The electronic circuit of the circuit board 3 is supplied with electric power from an external power supply (not shown) through the outer connection terminals 5. The electronic circuit outputs a drive pulse signal to the transceiver device. Responsive to the drive pulse signal, the transceiver device transmits ultrasonic waves to the outside. If the transceiver device receives ultrasonic waves reflected from an obstacle, the transceiver device outputs a wave receiving signal to the electronic circuit of the circuit board 3. The electronic circuit of the circuit board 3 calculates the distance to the obstacle by measuring the time taken until the wave receiving signal is inputted after outputting the drive pulse signal. Then, the electronic circuit outputs a signal indicating the calculation result to an external control circuit (not shown) through the outer connection terminals 5.

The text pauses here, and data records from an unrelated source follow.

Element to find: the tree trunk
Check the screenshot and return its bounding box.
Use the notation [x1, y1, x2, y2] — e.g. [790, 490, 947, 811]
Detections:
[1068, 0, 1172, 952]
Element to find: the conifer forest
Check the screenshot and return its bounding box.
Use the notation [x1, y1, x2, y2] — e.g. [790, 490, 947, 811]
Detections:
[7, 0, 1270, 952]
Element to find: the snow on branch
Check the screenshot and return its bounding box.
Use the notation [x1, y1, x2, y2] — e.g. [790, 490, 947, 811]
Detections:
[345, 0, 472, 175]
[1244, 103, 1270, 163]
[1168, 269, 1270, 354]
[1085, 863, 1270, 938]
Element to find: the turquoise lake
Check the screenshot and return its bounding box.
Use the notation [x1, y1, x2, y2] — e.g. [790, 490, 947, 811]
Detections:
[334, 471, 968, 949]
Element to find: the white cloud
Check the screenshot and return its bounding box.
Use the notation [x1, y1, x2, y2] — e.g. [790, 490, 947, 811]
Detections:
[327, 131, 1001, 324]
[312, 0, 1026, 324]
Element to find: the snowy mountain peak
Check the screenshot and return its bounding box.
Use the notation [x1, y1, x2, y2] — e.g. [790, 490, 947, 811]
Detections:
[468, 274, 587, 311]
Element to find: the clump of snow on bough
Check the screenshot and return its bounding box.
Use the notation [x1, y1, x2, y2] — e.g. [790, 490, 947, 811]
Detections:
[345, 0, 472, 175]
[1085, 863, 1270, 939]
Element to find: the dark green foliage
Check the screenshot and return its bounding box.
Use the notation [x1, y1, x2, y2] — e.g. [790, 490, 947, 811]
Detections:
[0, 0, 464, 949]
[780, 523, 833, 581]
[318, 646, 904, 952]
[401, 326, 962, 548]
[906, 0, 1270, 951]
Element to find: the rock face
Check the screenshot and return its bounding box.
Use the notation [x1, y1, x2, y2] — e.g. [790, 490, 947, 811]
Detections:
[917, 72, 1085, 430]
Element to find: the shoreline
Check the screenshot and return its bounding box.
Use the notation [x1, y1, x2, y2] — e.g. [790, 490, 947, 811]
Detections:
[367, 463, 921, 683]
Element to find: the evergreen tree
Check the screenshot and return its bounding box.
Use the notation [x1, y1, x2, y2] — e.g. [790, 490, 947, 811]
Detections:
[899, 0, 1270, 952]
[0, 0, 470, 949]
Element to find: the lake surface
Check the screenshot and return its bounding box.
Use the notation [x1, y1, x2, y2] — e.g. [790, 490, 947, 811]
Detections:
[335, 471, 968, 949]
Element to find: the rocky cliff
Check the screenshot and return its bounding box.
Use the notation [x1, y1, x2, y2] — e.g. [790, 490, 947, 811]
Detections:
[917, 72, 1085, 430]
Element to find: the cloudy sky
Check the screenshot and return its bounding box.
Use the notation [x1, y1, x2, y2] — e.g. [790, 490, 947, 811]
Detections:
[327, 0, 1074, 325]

In the present embodiment described above, the circuit board 3 is stored within the storing portion 40 and the opening 40A of the storing portion 40 is closed by the transceiver block 1. Since a filler material which may apply stresses to the circuit board 3 does not exist around the circuit board 3, it is possible to suppress an increase in weight and cost while securing a waterproof property and to prevent generation of distortions in the circuit board 3. Unlike the conventional example, it is not necessary for the housing 4 to have a board storing portion for accommodation of the circuit board 3. There exists no opening other than the opening 40A of the storing portion 40. Since it is not necessary to additionally provide a cover member for closing an opening, it is possible to reduce the number of parts. In addition, the circuit board 3 and the upper bottom portion of the storing portion 40 are joined to each other by a method other than welding, e.g., a bonding method using an adhesive agent. This eliminates the need to use welding equipment. Thus there is no need to make an initial investment such as an investment for equipments. It is therefore possible to reduce the fixed costs such as depreciation expense.

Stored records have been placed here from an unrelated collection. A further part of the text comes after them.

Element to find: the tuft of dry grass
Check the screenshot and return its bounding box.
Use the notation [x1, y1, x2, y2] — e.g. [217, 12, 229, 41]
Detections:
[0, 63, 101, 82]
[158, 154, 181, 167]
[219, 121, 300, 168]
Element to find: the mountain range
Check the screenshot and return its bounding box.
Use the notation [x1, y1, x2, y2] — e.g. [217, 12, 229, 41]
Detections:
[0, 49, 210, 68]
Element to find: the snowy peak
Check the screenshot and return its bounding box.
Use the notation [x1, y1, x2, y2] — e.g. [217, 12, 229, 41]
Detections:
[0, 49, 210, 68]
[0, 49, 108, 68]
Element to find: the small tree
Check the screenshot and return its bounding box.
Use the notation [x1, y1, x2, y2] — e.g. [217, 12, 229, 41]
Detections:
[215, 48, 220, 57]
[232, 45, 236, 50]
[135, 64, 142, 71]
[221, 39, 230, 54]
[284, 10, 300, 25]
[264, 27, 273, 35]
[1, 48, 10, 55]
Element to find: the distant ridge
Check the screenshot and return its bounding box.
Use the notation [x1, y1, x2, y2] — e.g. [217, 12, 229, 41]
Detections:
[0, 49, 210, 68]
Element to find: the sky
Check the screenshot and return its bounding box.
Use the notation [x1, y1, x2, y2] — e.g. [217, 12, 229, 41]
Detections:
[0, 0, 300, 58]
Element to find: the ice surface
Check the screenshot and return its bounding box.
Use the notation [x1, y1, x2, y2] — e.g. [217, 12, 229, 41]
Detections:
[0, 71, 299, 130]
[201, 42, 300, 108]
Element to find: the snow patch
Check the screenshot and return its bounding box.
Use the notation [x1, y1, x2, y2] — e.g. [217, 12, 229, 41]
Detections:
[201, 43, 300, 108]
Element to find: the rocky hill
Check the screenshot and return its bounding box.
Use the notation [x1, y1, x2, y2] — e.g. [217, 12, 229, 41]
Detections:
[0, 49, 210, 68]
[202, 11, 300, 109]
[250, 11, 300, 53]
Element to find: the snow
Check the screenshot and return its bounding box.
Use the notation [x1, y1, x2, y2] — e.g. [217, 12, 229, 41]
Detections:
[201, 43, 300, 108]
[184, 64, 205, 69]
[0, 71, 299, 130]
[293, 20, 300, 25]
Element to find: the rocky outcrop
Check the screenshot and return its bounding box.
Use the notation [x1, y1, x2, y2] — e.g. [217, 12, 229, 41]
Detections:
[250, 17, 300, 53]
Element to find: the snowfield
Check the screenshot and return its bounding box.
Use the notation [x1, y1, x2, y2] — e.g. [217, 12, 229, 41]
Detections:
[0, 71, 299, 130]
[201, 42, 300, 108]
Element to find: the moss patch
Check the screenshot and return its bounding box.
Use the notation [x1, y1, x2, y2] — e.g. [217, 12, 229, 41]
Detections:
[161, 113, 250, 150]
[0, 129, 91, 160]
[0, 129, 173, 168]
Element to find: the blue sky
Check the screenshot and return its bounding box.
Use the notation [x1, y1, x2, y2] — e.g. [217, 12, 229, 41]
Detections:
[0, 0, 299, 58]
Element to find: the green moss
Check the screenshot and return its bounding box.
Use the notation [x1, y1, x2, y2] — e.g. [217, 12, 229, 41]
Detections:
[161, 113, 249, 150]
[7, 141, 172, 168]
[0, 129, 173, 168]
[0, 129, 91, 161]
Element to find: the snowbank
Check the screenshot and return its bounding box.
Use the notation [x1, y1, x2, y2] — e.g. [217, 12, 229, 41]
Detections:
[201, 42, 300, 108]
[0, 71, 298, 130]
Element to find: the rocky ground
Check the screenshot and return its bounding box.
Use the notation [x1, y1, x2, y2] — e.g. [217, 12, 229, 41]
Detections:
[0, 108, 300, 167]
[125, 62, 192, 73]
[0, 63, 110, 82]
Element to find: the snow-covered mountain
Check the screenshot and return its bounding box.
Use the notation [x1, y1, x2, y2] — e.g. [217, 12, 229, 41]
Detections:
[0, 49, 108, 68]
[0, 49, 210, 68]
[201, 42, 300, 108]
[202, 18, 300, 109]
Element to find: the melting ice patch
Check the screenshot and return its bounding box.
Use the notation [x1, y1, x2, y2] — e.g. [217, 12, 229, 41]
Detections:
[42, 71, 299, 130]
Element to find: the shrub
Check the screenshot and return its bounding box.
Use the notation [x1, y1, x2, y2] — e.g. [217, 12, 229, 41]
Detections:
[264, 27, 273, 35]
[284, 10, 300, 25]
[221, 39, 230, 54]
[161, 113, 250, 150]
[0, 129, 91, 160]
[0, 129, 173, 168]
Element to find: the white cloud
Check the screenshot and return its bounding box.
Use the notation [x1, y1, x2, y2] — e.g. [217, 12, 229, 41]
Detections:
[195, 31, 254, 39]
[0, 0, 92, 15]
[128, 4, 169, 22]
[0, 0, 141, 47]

In the present embodiment, the cover 2 made of an elastic material is arranged on the outer circumferential surface of the transceiver block 1 except for the transceiving surface and the cover 2 makes contact with the inner circumferential surface of the storing portion 40. Since the gap between the transceiver block 1 and the inner circumferential surface of the storing portion 40 can be filled by the cover 2 with no clearance, it is possible to reliably close the opening 40A as compared with a case where the opening 40A of the storing portion 40 is closed by only the transceiver block 1.

While the invention has been shown and described with respect to the embodiments, it will be understood by those skilled in the art that various changes and modification may be made without departing from the scope of the invention as defined in the following claims.

Claims

1. An ultrasonic sensor, comprising:

a transceiver block having a transceiver device for transmitting and receiving ultrasonic waves;

a circuit board mounted with an electronic circuit for processing ultrasonic signals transmitted and received through the transceiver device;

a housing including a storing portion having an opening,

wherein the circuit board is stored within the storing portion, and the opening of the storing portion is closed by the transceiver block.

2. The ultrasonic sensor of claim 1, wherein the transceiver block includes a cover made of an elastic material and arranged to cover an outer circumferential surface of the transceiver block except for a transceiving surface for transmitting and receiving the ultrasonic waves, the cover making contact with an inner circumferential surface of the storing portion.